Lightning strike takes Amazon’s cloud offline
Some Amazon cloud customers could have to wait two days before services come back online after a weekend lightning strike in Ireland knocked servers out.
According to Amazon, the strike hit a transformer at a utility provider and sparked an explosion and fire that interrupted power and the back-up generators failed to deal with the problem, leaving its Elastic Compute Cloud (EC2) down.
The latest update from the company explained that some customers will have to wait another 48-hours for services to be returned following the strike, which reportedly caused problems for Microsoft’s Business Productivity Online Suite – the predecessor to its new Office 365.
“Normally, upon dropping the utility power provided by the transformer, electrical load would be seamlessly picked up by backup generators,” Amazon said in its service status update.
Due to the scale of the power disruption, a large number of EBS servers lost power and require manual operations before volumes can be restored
“The transient electric deviation caused by the explosion was large enough that it propagated to a portion of the phase control system that synchronises the backup generator plant, disabling some of them,” Amazon said.
In a stark warning to companies relying on cloud services for critical business, the company said it had restored power to the main centre Availability Zone, but was still recovering service on EC2 servers as it dealt with capacity issues that meant many companies were unable to access databases.
Amazon said it had to manually update individual servers, which requires a back-up of all data, with a capacity shortage making matters worse.

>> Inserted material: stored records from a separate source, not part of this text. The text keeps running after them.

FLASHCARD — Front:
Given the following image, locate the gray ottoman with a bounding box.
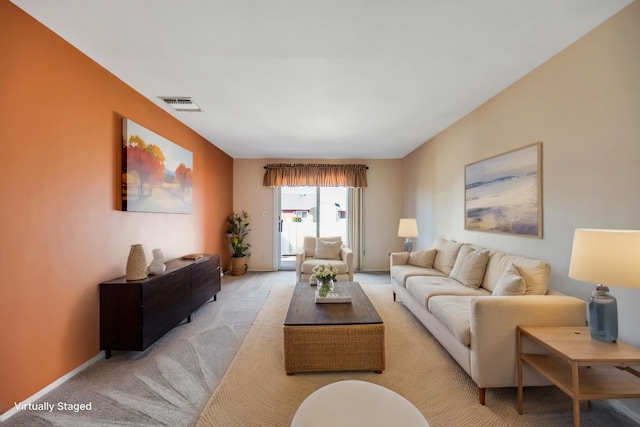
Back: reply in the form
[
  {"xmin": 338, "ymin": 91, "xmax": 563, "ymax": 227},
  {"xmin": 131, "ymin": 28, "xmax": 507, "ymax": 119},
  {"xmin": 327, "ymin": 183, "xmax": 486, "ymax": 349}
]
[{"xmin": 291, "ymin": 380, "xmax": 429, "ymax": 427}]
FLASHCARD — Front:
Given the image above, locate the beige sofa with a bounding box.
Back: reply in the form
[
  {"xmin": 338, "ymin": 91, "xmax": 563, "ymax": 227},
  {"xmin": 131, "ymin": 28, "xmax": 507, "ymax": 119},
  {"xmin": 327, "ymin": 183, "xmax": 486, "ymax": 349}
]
[
  {"xmin": 390, "ymin": 238, "xmax": 586, "ymax": 405},
  {"xmin": 296, "ymin": 236, "xmax": 353, "ymax": 282}
]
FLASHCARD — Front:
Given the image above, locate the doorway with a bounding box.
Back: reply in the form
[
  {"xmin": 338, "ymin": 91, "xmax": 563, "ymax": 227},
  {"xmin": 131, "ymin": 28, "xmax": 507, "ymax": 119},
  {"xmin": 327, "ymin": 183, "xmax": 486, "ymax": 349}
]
[{"xmin": 276, "ymin": 187, "xmax": 349, "ymax": 270}]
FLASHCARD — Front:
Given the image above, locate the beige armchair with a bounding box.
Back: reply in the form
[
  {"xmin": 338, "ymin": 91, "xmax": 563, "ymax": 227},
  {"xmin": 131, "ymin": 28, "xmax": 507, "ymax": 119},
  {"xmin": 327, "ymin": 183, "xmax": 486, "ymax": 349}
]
[{"xmin": 296, "ymin": 236, "xmax": 353, "ymax": 282}]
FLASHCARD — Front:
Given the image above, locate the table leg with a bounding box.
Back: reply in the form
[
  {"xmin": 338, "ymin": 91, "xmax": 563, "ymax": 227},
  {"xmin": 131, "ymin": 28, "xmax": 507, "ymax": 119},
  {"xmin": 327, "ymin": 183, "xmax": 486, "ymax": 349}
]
[
  {"xmin": 571, "ymin": 363, "xmax": 580, "ymax": 427},
  {"xmin": 516, "ymin": 330, "xmax": 523, "ymax": 415}
]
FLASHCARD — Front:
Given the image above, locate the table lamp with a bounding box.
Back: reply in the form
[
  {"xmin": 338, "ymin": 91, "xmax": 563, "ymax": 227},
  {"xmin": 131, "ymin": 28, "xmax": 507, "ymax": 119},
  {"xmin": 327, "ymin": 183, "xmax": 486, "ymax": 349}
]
[
  {"xmin": 398, "ymin": 218, "xmax": 418, "ymax": 252},
  {"xmin": 569, "ymin": 228, "xmax": 640, "ymax": 343}
]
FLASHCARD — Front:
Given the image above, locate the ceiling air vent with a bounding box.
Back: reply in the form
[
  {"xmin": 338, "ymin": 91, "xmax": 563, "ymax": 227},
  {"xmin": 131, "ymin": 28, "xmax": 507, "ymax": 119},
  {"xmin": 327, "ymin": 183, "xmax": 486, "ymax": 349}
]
[{"xmin": 160, "ymin": 96, "xmax": 202, "ymax": 113}]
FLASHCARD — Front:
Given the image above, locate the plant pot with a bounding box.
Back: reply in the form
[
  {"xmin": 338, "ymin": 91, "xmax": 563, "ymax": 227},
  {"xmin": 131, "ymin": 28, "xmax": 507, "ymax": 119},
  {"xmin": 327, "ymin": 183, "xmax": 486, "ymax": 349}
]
[{"xmin": 231, "ymin": 257, "xmax": 247, "ymax": 276}]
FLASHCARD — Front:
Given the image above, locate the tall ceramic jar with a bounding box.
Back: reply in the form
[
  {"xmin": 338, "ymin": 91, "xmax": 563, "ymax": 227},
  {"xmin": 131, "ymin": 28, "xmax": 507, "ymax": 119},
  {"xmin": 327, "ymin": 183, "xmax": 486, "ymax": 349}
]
[{"xmin": 126, "ymin": 244, "xmax": 147, "ymax": 280}]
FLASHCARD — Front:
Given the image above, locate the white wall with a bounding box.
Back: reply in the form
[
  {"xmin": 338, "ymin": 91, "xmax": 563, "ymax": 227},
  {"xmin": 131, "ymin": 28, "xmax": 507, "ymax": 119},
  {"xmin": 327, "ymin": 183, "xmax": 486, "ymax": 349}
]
[
  {"xmin": 403, "ymin": 2, "xmax": 640, "ymax": 347},
  {"xmin": 233, "ymin": 159, "xmax": 403, "ymax": 271}
]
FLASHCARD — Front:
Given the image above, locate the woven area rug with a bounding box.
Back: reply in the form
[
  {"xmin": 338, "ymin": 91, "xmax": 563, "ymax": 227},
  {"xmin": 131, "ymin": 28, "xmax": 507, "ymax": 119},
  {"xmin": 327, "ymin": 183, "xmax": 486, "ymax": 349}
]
[{"xmin": 197, "ymin": 284, "xmax": 636, "ymax": 427}]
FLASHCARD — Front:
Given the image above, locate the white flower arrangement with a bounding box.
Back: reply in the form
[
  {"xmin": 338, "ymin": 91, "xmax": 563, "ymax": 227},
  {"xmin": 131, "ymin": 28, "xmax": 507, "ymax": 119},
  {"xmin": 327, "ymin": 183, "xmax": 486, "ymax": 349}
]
[{"xmin": 313, "ymin": 264, "xmax": 338, "ymax": 282}]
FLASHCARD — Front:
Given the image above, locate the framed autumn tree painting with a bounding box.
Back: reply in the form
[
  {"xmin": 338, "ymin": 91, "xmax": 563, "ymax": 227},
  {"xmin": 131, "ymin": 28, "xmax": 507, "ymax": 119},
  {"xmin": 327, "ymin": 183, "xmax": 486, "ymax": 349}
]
[{"xmin": 122, "ymin": 119, "xmax": 193, "ymax": 213}]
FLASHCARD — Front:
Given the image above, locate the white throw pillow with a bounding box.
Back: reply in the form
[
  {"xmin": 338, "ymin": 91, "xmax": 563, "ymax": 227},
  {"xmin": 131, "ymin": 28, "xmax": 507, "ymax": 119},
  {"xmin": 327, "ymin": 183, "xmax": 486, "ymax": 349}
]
[
  {"xmin": 493, "ymin": 264, "xmax": 527, "ymax": 296},
  {"xmin": 449, "ymin": 245, "xmax": 489, "ymax": 289},
  {"xmin": 433, "ymin": 237, "xmax": 462, "ymax": 274},
  {"xmin": 407, "ymin": 249, "xmax": 437, "ymax": 268},
  {"xmin": 314, "ymin": 239, "xmax": 342, "ymax": 259}
]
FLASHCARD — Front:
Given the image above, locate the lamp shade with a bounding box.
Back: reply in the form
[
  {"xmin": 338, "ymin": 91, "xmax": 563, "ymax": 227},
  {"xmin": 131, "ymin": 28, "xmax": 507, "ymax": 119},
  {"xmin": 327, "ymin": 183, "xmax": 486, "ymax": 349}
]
[
  {"xmin": 398, "ymin": 218, "xmax": 418, "ymax": 237},
  {"xmin": 569, "ymin": 228, "xmax": 640, "ymax": 288}
]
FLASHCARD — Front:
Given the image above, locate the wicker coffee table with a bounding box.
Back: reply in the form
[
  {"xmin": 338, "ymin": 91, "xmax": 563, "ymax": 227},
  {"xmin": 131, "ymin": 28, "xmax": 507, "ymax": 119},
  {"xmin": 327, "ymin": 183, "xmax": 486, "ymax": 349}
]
[{"xmin": 284, "ymin": 282, "xmax": 385, "ymax": 375}]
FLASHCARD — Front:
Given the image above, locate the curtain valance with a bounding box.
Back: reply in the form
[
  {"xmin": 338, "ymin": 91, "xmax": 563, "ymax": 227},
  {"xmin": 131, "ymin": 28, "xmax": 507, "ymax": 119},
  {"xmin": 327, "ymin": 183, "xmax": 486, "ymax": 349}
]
[{"xmin": 262, "ymin": 163, "xmax": 368, "ymax": 187}]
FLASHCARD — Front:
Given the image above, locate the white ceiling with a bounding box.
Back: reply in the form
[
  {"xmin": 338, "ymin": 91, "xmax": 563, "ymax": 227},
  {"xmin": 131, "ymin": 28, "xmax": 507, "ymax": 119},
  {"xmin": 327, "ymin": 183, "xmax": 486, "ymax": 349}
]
[{"xmin": 12, "ymin": 0, "xmax": 632, "ymax": 159}]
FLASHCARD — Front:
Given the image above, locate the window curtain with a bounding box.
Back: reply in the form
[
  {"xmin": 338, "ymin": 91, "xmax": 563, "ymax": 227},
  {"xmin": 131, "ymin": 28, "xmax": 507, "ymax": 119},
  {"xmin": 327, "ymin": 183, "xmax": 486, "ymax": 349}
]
[
  {"xmin": 262, "ymin": 163, "xmax": 368, "ymax": 188},
  {"xmin": 347, "ymin": 188, "xmax": 364, "ymax": 271}
]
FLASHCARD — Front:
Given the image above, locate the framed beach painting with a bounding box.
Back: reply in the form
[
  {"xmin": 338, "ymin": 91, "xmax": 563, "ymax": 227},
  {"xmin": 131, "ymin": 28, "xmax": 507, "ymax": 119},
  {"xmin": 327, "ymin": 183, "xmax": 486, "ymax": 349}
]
[
  {"xmin": 122, "ymin": 119, "xmax": 193, "ymax": 214},
  {"xmin": 464, "ymin": 142, "xmax": 542, "ymax": 238}
]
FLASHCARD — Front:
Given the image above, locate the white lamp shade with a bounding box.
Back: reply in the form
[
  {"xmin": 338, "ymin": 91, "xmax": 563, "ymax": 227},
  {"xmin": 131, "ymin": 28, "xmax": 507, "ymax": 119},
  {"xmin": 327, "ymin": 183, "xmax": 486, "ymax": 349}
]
[
  {"xmin": 569, "ymin": 228, "xmax": 640, "ymax": 288},
  {"xmin": 398, "ymin": 218, "xmax": 418, "ymax": 237}
]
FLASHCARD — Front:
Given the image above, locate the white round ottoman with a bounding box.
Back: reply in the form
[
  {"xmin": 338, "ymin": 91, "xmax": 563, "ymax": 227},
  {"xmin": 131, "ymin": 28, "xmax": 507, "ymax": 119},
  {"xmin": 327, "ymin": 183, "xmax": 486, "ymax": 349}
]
[{"xmin": 291, "ymin": 380, "xmax": 429, "ymax": 427}]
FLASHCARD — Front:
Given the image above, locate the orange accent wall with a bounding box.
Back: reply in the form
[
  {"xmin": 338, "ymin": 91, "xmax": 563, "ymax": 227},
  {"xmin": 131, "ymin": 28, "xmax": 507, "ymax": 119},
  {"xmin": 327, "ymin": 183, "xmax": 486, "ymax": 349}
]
[{"xmin": 0, "ymin": 1, "xmax": 233, "ymax": 413}]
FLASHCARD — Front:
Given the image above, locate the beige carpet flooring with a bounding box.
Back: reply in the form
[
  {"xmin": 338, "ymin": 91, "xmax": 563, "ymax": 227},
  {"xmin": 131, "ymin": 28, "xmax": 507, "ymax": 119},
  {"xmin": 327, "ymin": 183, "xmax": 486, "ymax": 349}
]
[{"xmin": 197, "ymin": 284, "xmax": 636, "ymax": 427}]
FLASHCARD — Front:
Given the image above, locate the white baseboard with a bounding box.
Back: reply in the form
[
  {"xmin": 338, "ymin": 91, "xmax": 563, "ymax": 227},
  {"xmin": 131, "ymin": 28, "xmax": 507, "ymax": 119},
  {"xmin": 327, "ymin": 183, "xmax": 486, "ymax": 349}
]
[{"xmin": 0, "ymin": 351, "xmax": 105, "ymax": 423}]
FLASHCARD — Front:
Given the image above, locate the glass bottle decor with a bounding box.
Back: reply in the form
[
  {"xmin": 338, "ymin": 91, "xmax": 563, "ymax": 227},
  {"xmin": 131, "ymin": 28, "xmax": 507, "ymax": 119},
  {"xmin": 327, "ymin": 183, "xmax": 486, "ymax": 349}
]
[
  {"xmin": 589, "ymin": 285, "xmax": 618, "ymax": 343},
  {"xmin": 149, "ymin": 249, "xmax": 167, "ymax": 274},
  {"xmin": 126, "ymin": 244, "xmax": 147, "ymax": 280}
]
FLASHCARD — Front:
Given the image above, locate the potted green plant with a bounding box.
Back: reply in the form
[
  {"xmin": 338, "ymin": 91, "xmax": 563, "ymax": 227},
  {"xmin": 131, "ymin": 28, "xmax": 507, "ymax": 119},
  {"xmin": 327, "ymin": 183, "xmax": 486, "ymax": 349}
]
[{"xmin": 227, "ymin": 211, "xmax": 251, "ymax": 276}]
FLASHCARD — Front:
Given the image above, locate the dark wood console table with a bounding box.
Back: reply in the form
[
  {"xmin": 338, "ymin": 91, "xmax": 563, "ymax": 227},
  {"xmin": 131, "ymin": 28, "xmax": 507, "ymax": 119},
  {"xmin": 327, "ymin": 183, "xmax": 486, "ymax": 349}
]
[{"xmin": 100, "ymin": 255, "xmax": 221, "ymax": 359}]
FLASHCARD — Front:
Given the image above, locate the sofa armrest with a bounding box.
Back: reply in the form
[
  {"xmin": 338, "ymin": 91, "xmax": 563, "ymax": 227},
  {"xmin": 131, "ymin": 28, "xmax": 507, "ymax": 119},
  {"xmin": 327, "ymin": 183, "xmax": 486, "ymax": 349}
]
[
  {"xmin": 389, "ymin": 252, "xmax": 409, "ymax": 265},
  {"xmin": 469, "ymin": 295, "xmax": 586, "ymax": 388}
]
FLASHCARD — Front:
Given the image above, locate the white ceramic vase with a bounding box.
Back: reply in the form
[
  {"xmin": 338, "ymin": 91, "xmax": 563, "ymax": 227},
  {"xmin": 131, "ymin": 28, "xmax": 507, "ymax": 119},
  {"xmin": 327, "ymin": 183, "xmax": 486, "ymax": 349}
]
[
  {"xmin": 126, "ymin": 244, "xmax": 147, "ymax": 280},
  {"xmin": 149, "ymin": 249, "xmax": 167, "ymax": 274}
]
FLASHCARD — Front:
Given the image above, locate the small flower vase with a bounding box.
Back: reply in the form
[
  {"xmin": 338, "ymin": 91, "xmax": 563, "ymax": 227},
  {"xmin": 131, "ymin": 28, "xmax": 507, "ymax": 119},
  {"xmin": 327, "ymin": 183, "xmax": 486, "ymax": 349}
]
[
  {"xmin": 318, "ymin": 278, "xmax": 333, "ymax": 297},
  {"xmin": 126, "ymin": 244, "xmax": 147, "ymax": 280},
  {"xmin": 149, "ymin": 249, "xmax": 167, "ymax": 274}
]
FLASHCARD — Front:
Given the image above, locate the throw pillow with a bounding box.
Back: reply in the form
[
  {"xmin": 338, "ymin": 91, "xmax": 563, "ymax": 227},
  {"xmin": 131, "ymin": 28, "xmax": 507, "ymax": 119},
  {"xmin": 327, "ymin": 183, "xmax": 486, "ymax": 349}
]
[
  {"xmin": 407, "ymin": 249, "xmax": 436, "ymax": 268},
  {"xmin": 493, "ymin": 264, "xmax": 527, "ymax": 296},
  {"xmin": 449, "ymin": 245, "xmax": 489, "ymax": 289},
  {"xmin": 314, "ymin": 239, "xmax": 342, "ymax": 259},
  {"xmin": 433, "ymin": 237, "xmax": 462, "ymax": 274}
]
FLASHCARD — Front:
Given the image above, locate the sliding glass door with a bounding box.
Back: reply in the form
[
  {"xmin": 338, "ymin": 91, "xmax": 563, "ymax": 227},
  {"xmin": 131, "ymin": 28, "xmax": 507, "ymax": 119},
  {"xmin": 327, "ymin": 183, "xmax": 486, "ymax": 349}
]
[{"xmin": 277, "ymin": 187, "xmax": 349, "ymax": 270}]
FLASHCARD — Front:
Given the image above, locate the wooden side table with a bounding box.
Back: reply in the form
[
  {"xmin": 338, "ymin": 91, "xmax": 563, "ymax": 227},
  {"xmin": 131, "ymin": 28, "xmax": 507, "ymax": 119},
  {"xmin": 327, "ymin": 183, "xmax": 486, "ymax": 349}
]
[{"xmin": 517, "ymin": 326, "xmax": 640, "ymax": 427}]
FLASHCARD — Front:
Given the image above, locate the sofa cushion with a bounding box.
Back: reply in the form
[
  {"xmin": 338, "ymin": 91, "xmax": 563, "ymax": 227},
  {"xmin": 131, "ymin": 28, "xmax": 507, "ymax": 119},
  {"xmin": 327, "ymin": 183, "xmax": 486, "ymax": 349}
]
[
  {"xmin": 482, "ymin": 251, "xmax": 551, "ymax": 295},
  {"xmin": 405, "ymin": 276, "xmax": 491, "ymax": 308},
  {"xmin": 313, "ymin": 239, "xmax": 342, "ymax": 259},
  {"xmin": 407, "ymin": 249, "xmax": 437, "ymax": 268},
  {"xmin": 429, "ymin": 295, "xmax": 475, "ymax": 347},
  {"xmin": 301, "ymin": 258, "xmax": 349, "ymax": 274},
  {"xmin": 432, "ymin": 237, "xmax": 462, "ymax": 274},
  {"xmin": 493, "ymin": 264, "xmax": 527, "ymax": 296},
  {"xmin": 449, "ymin": 245, "xmax": 489, "ymax": 289},
  {"xmin": 391, "ymin": 265, "xmax": 446, "ymax": 286}
]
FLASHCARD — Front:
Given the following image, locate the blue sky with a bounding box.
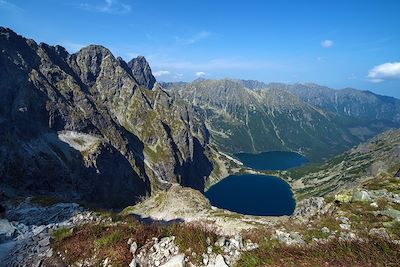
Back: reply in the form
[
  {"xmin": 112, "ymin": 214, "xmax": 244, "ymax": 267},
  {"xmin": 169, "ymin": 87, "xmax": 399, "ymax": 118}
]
[{"xmin": 0, "ymin": 0, "xmax": 400, "ymax": 98}]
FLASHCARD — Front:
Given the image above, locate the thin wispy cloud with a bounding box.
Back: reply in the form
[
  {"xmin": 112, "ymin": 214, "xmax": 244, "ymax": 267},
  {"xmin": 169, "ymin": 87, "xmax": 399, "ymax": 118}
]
[
  {"xmin": 195, "ymin": 71, "xmax": 206, "ymax": 77},
  {"xmin": 321, "ymin": 40, "xmax": 335, "ymax": 48},
  {"xmin": 79, "ymin": 0, "xmax": 132, "ymax": 14},
  {"xmin": 176, "ymin": 31, "xmax": 211, "ymax": 45},
  {"xmin": 153, "ymin": 70, "xmax": 170, "ymax": 77},
  {"xmin": 367, "ymin": 62, "xmax": 400, "ymax": 83},
  {"xmin": 0, "ymin": 0, "xmax": 23, "ymax": 11}
]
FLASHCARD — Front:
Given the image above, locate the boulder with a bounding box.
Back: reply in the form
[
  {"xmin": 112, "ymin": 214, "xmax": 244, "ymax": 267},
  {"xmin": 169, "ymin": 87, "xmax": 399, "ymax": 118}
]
[
  {"xmin": 335, "ymin": 194, "xmax": 351, "ymax": 203},
  {"xmin": 351, "ymin": 190, "xmax": 372, "ymax": 202},
  {"xmin": 160, "ymin": 254, "xmax": 185, "ymax": 267},
  {"xmin": 213, "ymin": 254, "xmax": 228, "ymax": 267},
  {"xmin": 380, "ymin": 208, "xmax": 400, "ymax": 219},
  {"xmin": 0, "ymin": 219, "xmax": 17, "ymax": 242}
]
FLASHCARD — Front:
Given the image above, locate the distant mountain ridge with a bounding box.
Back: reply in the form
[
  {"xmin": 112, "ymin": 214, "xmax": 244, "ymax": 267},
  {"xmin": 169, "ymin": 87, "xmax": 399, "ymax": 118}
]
[
  {"xmin": 162, "ymin": 79, "xmax": 400, "ymax": 161},
  {"xmin": 0, "ymin": 27, "xmax": 212, "ymax": 208}
]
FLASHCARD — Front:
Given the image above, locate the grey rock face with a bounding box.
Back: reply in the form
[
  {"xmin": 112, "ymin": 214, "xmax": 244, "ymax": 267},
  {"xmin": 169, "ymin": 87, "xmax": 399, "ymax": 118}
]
[
  {"xmin": 128, "ymin": 56, "xmax": 156, "ymax": 89},
  {"xmin": 351, "ymin": 190, "xmax": 371, "ymax": 202},
  {"xmin": 0, "ymin": 219, "xmax": 17, "ymax": 242},
  {"xmin": 0, "ymin": 28, "xmax": 212, "ymax": 208}
]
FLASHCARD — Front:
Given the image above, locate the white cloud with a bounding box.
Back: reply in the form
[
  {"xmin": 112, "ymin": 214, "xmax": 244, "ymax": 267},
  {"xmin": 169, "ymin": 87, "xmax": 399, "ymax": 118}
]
[
  {"xmin": 79, "ymin": 0, "xmax": 132, "ymax": 14},
  {"xmin": 195, "ymin": 71, "xmax": 206, "ymax": 77},
  {"xmin": 321, "ymin": 40, "xmax": 334, "ymax": 48},
  {"xmin": 126, "ymin": 52, "xmax": 140, "ymax": 60},
  {"xmin": 176, "ymin": 31, "xmax": 211, "ymax": 45},
  {"xmin": 367, "ymin": 62, "xmax": 400, "ymax": 83},
  {"xmin": 153, "ymin": 70, "xmax": 170, "ymax": 77}
]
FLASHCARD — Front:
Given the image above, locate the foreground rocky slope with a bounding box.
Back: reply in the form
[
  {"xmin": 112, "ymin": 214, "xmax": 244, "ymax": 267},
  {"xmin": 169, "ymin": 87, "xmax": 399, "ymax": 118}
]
[
  {"xmin": 0, "ymin": 165, "xmax": 400, "ymax": 267},
  {"xmin": 164, "ymin": 79, "xmax": 400, "ymax": 161},
  {"xmin": 0, "ymin": 28, "xmax": 212, "ymax": 207}
]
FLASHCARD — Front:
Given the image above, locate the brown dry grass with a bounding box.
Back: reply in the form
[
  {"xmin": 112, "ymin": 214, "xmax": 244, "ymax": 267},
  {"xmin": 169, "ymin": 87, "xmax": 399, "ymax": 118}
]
[
  {"xmin": 236, "ymin": 239, "xmax": 400, "ymax": 267},
  {"xmin": 52, "ymin": 219, "xmax": 217, "ymax": 266}
]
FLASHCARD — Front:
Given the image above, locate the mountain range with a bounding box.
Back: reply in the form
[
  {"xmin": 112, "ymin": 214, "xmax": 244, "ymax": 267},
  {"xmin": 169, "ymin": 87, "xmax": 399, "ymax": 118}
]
[
  {"xmin": 0, "ymin": 28, "xmax": 400, "ymax": 208},
  {"xmin": 162, "ymin": 79, "xmax": 400, "ymax": 161}
]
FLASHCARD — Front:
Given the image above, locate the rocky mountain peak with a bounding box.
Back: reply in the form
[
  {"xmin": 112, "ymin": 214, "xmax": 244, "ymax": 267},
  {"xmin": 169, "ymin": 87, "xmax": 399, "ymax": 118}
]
[{"xmin": 128, "ymin": 56, "xmax": 156, "ymax": 89}]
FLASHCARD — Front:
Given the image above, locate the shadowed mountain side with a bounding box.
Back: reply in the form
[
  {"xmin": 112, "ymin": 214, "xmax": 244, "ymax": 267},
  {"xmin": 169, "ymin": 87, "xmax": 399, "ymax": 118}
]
[{"xmin": 0, "ymin": 28, "xmax": 212, "ymax": 208}]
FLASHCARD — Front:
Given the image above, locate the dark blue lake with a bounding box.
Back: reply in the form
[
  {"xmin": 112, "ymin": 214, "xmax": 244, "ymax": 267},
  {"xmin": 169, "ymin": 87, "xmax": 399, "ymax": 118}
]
[
  {"xmin": 235, "ymin": 151, "xmax": 308, "ymax": 170},
  {"xmin": 205, "ymin": 151, "xmax": 308, "ymax": 216},
  {"xmin": 205, "ymin": 174, "xmax": 296, "ymax": 216}
]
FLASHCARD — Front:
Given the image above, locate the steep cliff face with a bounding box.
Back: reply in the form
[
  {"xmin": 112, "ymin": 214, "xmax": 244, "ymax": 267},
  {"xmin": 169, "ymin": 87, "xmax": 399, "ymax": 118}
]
[
  {"xmin": 128, "ymin": 56, "xmax": 156, "ymax": 89},
  {"xmin": 0, "ymin": 28, "xmax": 212, "ymax": 207},
  {"xmin": 164, "ymin": 79, "xmax": 400, "ymax": 161}
]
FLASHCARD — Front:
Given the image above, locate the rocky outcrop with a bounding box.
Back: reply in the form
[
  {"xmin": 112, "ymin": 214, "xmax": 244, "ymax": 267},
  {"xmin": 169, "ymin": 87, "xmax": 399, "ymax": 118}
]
[
  {"xmin": 164, "ymin": 79, "xmax": 400, "ymax": 161},
  {"xmin": 0, "ymin": 28, "xmax": 212, "ymax": 208}
]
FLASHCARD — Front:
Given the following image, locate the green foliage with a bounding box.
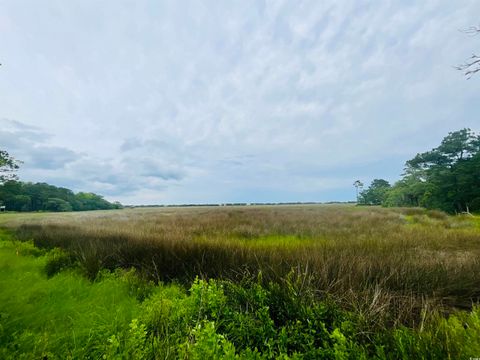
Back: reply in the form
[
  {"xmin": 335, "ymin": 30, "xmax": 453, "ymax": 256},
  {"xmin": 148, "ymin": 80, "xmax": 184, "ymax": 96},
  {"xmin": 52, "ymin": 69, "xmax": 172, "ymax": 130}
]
[
  {"xmin": 0, "ymin": 180, "xmax": 122, "ymax": 212},
  {"xmin": 0, "ymin": 150, "xmax": 20, "ymax": 184},
  {"xmin": 359, "ymin": 179, "xmax": 391, "ymax": 205},
  {"xmin": 376, "ymin": 129, "xmax": 480, "ymax": 213}
]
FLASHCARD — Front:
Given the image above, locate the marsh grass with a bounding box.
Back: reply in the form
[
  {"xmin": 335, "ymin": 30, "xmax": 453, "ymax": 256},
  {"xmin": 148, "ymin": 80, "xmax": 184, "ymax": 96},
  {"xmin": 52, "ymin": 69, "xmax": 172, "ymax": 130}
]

“Due to the scale of the power disruption, a large number of EBS [elastic block storage] servers lost power and require manual operations before volumes can be restored,” the company said.
“Restoring these volumes requires that we make an extra copy of all data, which has consumed most spare capacity and slowed our recovery process.”
Amazon said it was adding additional capacity and switching capacity from other regions, but admitted some customers would be without services for up to two days, and may still have file issues to resolve before they are back up and running normally.
“While many volumes will be restored over the next several hours, we anticipate that it will take 24-48 hours until the process is completed,” the company said.
“In some cases, EC2 instances or EBS servers lost power before writes to their volumes were completely consistent. Because of this, in some cases we will provide customers with a recovery snapshot instead of restoring their volume so they can validate the health of their volumes before returning them to service.”